I couldn't get the LT1763 to work with anything BUT a tantalum -- everything else made it oscillate -- of course we are talking TL1083,4,5 here.
 
Hi Jackinnj,
C1 & C2 are parallel.
Are you saying that the lower esr of the tantalum will take more than it's share of ripple because the electro has a higher esr?

I would have thought the ripple would be proportioned by ratio of their capacitance, 15,000uf to 10uF.

Is ripple in the tantalum in this // location critical?
 
Tantalums

AndrewT said:
Hi,
I have heard that when tantalum fail they become a short circuit.

But what caused the failure? Ripple, overvoltage, overheating or other?

It would be nice to know what to avoid since the consequences are dire.


I guess ripple as the player kept playing. Nothing else was damaged. The PCB was blackened though.
Also had a smoking tantalum in my DAC (not even ripple on it, and conservative voltage rating for the application). Then it was enough for me!
OUT!
:smash:
 
Re: Tantalums

Elso Kwak said:


I guess ripple as the player kept playing. Nothing else was damaged.
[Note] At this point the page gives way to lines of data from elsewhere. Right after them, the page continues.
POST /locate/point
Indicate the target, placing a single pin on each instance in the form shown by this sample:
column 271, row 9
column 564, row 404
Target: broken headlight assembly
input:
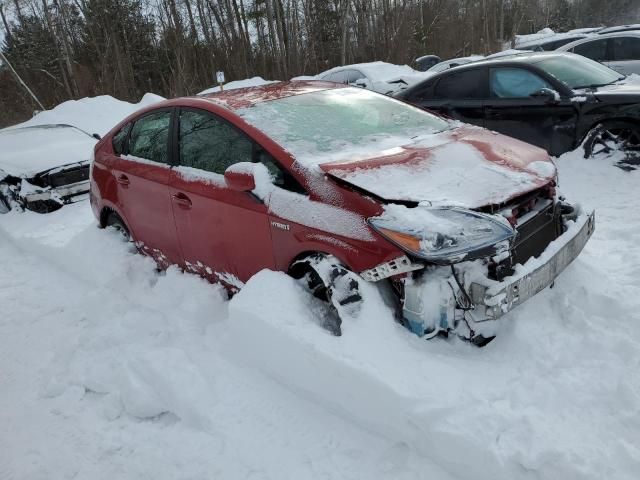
column 444, row 235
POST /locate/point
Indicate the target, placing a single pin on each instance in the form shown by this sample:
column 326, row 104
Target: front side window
column 340, row 77
column 354, row 75
column 515, row 83
column 626, row 48
column 468, row 84
column 578, row 72
column 596, row 50
column 120, row 139
column 150, row 137
column 280, row 177
column 211, row 144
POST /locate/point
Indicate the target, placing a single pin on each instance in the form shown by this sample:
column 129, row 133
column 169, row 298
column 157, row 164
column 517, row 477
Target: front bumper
column 64, row 193
column 491, row 299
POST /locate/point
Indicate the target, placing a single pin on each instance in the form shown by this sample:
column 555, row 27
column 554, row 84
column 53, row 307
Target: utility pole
column 20, row 81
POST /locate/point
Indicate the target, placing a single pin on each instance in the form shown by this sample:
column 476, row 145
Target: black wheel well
column 297, row 268
column 105, row 214
column 633, row 120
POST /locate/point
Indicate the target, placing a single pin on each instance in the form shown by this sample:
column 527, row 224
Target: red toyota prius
column 337, row 186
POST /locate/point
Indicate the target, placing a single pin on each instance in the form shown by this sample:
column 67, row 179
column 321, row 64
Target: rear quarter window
column 120, row 139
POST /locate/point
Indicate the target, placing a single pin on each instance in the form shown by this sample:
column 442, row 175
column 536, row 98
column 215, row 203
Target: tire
column 612, row 136
column 114, row 221
column 334, row 285
column 5, row 207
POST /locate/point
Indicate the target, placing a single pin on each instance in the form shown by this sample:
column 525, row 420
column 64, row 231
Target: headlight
column 444, row 235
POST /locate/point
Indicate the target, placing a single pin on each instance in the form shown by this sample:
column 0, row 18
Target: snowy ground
column 111, row 370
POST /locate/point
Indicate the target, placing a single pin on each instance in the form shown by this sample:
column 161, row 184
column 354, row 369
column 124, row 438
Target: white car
column 44, row 167
column 619, row 51
column 380, row 77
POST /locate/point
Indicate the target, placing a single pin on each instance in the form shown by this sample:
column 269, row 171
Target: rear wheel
column 614, row 136
column 114, row 221
column 5, row 207
column 334, row 285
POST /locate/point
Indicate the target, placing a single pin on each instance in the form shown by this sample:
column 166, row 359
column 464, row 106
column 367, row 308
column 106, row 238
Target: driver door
column 224, row 235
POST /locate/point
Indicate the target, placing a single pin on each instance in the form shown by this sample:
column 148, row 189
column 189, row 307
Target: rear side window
column 354, row 75
column 120, row 139
column 625, row 48
column 515, row 83
column 468, row 84
column 211, row 144
column 150, row 137
column 339, row 77
column 595, row 50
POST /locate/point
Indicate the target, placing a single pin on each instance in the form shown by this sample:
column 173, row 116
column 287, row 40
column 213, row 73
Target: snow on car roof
column 376, row 71
column 523, row 41
column 247, row 82
column 246, row 97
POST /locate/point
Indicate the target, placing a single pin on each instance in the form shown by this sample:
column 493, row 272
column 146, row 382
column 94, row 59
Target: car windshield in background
column 315, row 127
column 579, row 72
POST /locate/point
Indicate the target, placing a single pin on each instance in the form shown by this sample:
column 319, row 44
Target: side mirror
column 239, row 177
column 546, row 94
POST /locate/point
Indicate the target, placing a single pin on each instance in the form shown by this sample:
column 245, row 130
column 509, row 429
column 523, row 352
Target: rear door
column 516, row 109
column 224, row 234
column 142, row 176
column 625, row 54
column 459, row 95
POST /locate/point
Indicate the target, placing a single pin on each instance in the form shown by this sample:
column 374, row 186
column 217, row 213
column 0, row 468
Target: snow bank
column 91, row 114
column 248, row 82
column 113, row 370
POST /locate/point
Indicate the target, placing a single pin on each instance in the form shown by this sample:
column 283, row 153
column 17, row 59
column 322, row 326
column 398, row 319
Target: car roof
column 522, row 57
column 626, row 33
column 619, row 28
column 246, row 97
column 548, row 38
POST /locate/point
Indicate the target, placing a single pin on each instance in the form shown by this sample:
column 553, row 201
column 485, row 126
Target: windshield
column 341, row 123
column 579, row 72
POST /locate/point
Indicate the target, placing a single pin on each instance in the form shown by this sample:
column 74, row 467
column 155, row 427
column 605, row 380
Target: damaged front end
column 462, row 275
column 46, row 191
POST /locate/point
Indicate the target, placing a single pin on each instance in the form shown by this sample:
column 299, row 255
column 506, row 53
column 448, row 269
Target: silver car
column 44, row 167
column 619, row 51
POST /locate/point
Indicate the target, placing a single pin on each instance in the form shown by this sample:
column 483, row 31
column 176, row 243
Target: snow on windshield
column 340, row 123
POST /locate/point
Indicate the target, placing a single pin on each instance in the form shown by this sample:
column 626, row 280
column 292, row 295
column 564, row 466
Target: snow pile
column 247, row 82
column 111, row 370
column 91, row 114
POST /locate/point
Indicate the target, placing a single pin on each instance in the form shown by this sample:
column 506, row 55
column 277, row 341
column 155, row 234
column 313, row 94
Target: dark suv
column 550, row 99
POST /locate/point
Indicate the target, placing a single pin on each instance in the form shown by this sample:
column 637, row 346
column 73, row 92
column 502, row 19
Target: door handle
column 182, row 200
column 123, row 180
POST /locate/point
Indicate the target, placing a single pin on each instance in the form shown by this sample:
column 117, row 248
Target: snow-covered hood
column 625, row 91
column 467, row 167
column 27, row 151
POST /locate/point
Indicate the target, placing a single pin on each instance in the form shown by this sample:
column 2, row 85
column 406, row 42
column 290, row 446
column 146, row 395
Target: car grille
column 538, row 222
column 66, row 177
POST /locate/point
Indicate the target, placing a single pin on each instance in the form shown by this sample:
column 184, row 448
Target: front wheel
column 614, row 136
column 334, row 285
column 114, row 221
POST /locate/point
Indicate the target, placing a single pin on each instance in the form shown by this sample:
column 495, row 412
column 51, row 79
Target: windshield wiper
column 596, row 85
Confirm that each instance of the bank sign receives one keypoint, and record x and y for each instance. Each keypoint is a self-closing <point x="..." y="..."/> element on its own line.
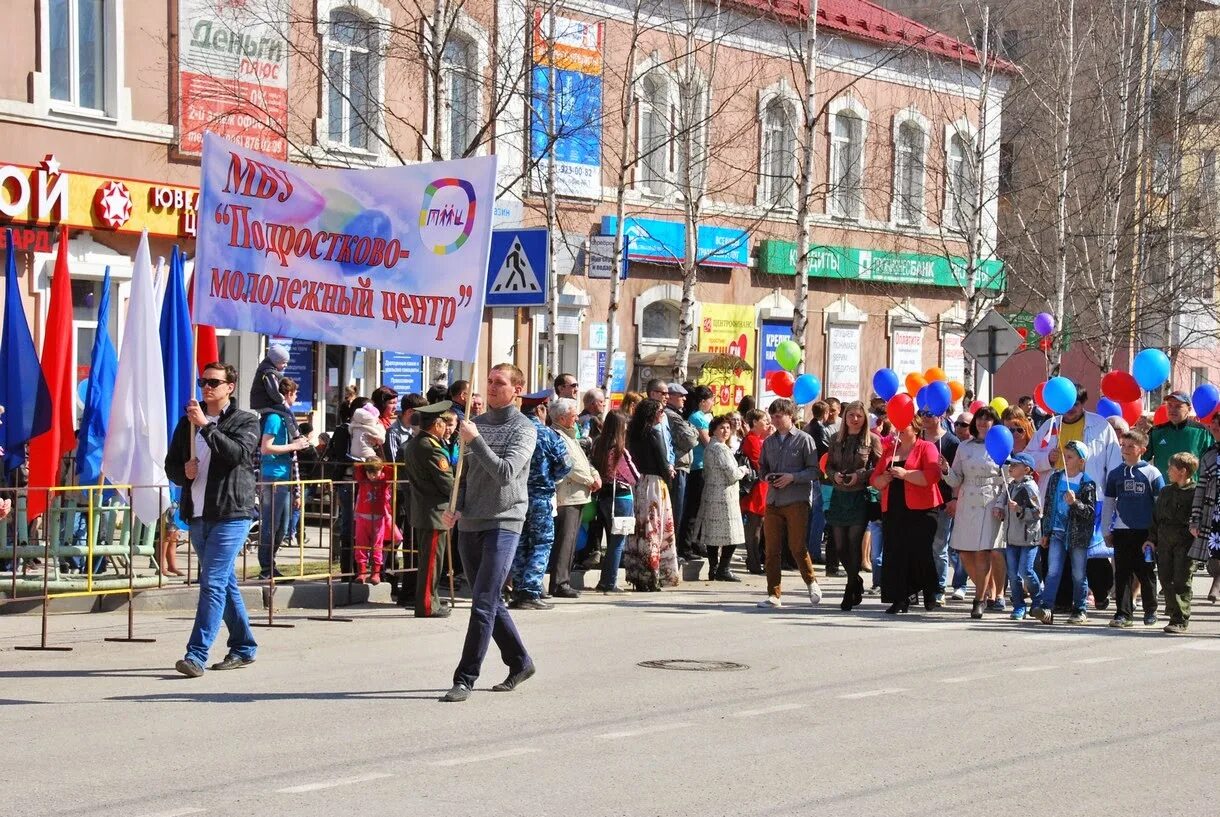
<point x="915" y="268"/>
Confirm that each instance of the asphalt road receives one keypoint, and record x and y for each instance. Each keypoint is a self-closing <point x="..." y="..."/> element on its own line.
<point x="837" y="713"/>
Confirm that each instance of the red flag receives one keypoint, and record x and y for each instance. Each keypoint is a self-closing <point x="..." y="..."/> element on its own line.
<point x="46" y="450"/>
<point x="206" y="349"/>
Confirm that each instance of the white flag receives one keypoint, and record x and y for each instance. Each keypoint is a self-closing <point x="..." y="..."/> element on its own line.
<point x="137" y="438"/>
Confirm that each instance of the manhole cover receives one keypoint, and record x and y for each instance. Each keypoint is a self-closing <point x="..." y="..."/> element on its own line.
<point x="686" y="665"/>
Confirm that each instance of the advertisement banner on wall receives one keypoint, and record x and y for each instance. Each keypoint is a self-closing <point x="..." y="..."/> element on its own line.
<point x="392" y="259"/>
<point x="727" y="329"/>
<point x="843" y="361"/>
<point x="569" y="50"/>
<point x="233" y="73"/>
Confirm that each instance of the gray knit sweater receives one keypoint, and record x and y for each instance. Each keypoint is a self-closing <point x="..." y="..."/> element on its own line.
<point x="493" y="489"/>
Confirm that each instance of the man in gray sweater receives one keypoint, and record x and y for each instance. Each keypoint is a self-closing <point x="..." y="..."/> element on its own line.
<point x="491" y="512"/>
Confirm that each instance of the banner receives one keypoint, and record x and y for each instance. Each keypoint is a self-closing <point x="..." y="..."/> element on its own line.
<point x="233" y="73"/>
<point x="393" y="259"/>
<point x="727" y="329"/>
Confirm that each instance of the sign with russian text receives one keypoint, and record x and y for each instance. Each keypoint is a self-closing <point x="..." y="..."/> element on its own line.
<point x="233" y="73"/>
<point x="392" y="259"/>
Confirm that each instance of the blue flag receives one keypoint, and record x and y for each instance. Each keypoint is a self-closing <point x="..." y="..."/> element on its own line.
<point x="99" y="392"/>
<point x="23" y="390"/>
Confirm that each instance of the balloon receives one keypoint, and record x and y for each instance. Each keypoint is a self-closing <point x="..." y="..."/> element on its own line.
<point x="1120" y="387"/>
<point x="1151" y="368"/>
<point x="1107" y="407"/>
<point x="999" y="443"/>
<point x="1132" y="411"/>
<point x="781" y="383"/>
<point x="1205" y="399"/>
<point x="940" y="396"/>
<point x="900" y="410"/>
<point x="805" y="389"/>
<point x="885" y="383"/>
<point x="787" y="354"/>
<point x="1059" y="394"/>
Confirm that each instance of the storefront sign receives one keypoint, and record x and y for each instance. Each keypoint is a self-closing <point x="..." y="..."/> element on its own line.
<point x="780" y="257"/>
<point x="843" y="361"/>
<point x="49" y="195"/>
<point x="664" y="242"/>
<point x="727" y="329"/>
<point x="233" y="73"/>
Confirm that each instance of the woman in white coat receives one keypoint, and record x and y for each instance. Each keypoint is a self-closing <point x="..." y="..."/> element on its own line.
<point x="719" y="526"/>
<point x="977" y="482"/>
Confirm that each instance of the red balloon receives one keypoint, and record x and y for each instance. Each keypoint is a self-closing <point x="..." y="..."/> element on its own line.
<point x="900" y="410"/>
<point x="1120" y="387"/>
<point x="1131" y="411"/>
<point x="781" y="383"/>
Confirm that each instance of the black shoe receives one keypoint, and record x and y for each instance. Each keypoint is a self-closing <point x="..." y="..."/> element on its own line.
<point x="233" y="662"/>
<point x="515" y="679"/>
<point x="459" y="693"/>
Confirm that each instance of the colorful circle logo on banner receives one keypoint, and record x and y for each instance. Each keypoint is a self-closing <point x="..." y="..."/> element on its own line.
<point x="447" y="216"/>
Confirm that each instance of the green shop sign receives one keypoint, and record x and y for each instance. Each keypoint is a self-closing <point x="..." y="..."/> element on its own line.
<point x="848" y="262"/>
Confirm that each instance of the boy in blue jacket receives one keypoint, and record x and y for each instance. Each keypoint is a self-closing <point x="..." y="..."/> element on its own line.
<point x="1131" y="493"/>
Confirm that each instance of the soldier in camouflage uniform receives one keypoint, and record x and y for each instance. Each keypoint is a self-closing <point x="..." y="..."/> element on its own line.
<point x="550" y="463"/>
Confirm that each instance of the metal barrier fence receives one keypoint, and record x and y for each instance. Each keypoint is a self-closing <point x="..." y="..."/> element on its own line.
<point x="66" y="551"/>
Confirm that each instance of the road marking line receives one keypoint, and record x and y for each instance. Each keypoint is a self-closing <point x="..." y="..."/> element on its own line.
<point x="769" y="710"/>
<point x="333" y="784"/>
<point x="636" y="733"/>
<point x="478" y="759"/>
<point x="871" y="693"/>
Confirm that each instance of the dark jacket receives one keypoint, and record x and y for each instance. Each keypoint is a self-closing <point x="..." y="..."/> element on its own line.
<point x="233" y="440"/>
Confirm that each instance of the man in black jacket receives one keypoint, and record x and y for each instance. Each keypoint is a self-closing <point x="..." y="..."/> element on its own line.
<point x="216" y="473"/>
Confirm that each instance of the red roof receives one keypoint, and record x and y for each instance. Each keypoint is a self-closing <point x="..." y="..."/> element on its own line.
<point x="868" y="21"/>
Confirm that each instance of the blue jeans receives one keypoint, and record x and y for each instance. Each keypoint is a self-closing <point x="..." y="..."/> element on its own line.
<point x="487" y="556"/>
<point x="217" y="545"/>
<point x="1058" y="555"/>
<point x="276" y="505"/>
<point x="1021" y="577"/>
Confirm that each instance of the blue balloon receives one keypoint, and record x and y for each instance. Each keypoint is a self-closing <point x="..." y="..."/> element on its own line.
<point x="1205" y="399"/>
<point x="1151" y="368"/>
<point x="999" y="443"/>
<point x="1107" y="407"/>
<point x="805" y="389"/>
<point x="885" y="383"/>
<point x="940" y="396"/>
<point x="1059" y="394"/>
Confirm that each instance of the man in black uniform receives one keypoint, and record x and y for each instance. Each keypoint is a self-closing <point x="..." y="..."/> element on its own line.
<point x="431" y="477"/>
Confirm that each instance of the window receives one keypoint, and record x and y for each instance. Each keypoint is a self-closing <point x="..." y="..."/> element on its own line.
<point x="909" y="174"/>
<point x="961" y="183"/>
<point x="847" y="165"/>
<point x="778" y="154"/>
<point x="459" y="65"/>
<point x="353" y="79"/>
<point x="77" y="53"/>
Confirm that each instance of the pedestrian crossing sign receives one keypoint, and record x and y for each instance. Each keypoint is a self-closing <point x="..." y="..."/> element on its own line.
<point x="517" y="268"/>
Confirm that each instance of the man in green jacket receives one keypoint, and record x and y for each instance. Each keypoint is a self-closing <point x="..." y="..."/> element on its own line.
<point x="431" y="482"/>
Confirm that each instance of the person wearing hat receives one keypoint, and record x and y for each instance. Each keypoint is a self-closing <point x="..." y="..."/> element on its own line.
<point x="426" y="463"/>
<point x="549" y="463"/>
<point x="1020" y="507"/>
<point x="1179" y="434"/>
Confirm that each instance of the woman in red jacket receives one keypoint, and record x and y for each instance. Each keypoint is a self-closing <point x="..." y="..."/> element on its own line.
<point x="908" y="474"/>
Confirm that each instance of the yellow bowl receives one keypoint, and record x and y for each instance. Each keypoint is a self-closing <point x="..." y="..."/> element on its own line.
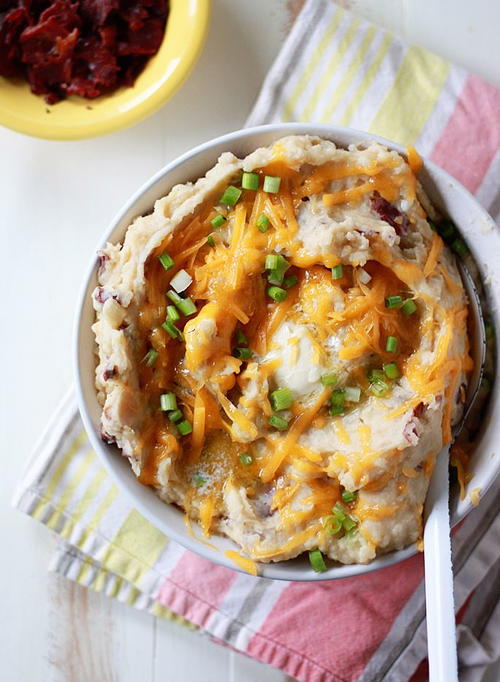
<point x="76" y="117"/>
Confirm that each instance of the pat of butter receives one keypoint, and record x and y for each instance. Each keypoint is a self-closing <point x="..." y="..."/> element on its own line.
<point x="301" y="364"/>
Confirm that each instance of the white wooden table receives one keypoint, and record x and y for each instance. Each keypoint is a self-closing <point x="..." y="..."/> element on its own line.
<point x="55" y="201"/>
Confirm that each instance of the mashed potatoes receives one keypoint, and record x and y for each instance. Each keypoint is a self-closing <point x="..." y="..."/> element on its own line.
<point x="283" y="349"/>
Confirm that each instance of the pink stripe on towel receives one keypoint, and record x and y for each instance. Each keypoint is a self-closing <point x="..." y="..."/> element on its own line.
<point x="471" y="137"/>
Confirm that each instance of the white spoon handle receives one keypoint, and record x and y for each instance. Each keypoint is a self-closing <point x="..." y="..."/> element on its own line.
<point x="441" y="637"/>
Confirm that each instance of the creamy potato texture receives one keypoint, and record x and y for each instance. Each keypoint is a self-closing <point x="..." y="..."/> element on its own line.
<point x="312" y="358"/>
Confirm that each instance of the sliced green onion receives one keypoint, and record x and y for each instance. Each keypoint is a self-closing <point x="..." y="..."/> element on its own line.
<point x="352" y="394"/>
<point x="250" y="181"/>
<point x="460" y="247"/>
<point x="338" y="272"/>
<point x="263" y="223"/>
<point x="173" y="313"/>
<point x="271" y="262"/>
<point x="281" y="399"/>
<point x="242" y="353"/>
<point x="168" y="402"/>
<point x="246" y="459"/>
<point x="151" y="357"/>
<point x="271" y="184"/>
<point x="391" y="345"/>
<point x="166" y="261"/>
<point x="349" y="496"/>
<point x="409" y="307"/>
<point x="277" y="294"/>
<point x="230" y="196"/>
<point x="290" y="281"/>
<point x="278" y="422"/>
<point x="199" y="480"/>
<point x="394" y="302"/>
<point x="171" y="329"/>
<point x="241" y="339"/>
<point x="329" y="379"/>
<point x="391" y="370"/>
<point x="338" y="397"/>
<point x="316" y="560"/>
<point x="180" y="281"/>
<point x="379" y="388"/>
<point x="218" y="221"/>
<point x="185" y="427"/>
<point x="339" y="511"/>
<point x="175" y="416"/>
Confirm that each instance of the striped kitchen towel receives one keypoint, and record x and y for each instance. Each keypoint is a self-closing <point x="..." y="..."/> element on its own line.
<point x="334" y="67"/>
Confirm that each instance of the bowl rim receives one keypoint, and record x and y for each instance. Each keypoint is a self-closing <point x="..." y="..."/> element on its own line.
<point x="275" y="570"/>
<point x="51" y="129"/>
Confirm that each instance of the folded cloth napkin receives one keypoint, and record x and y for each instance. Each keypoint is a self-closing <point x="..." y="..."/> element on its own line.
<point x="334" y="67"/>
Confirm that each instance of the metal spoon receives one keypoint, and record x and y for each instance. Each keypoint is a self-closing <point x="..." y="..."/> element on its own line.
<point x="441" y="638"/>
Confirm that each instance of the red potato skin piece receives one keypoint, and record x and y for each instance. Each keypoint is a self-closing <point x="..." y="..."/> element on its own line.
<point x="86" y="47"/>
The PCB was blackened though.
Also had a smoking tantalum in my DAC (not even ripple on it, and conservative voltage rating for the application). Then it was enough for me!
OUT!

It's fairly rare to find tantalums used in domestic electronics, they were common for a few years but they proved EXTREMELY unreliable - as suggested, the common failure mode is S/C.

Standard fault finding practice - if you see a tantalum, suspect it's S/C before you test anything else!.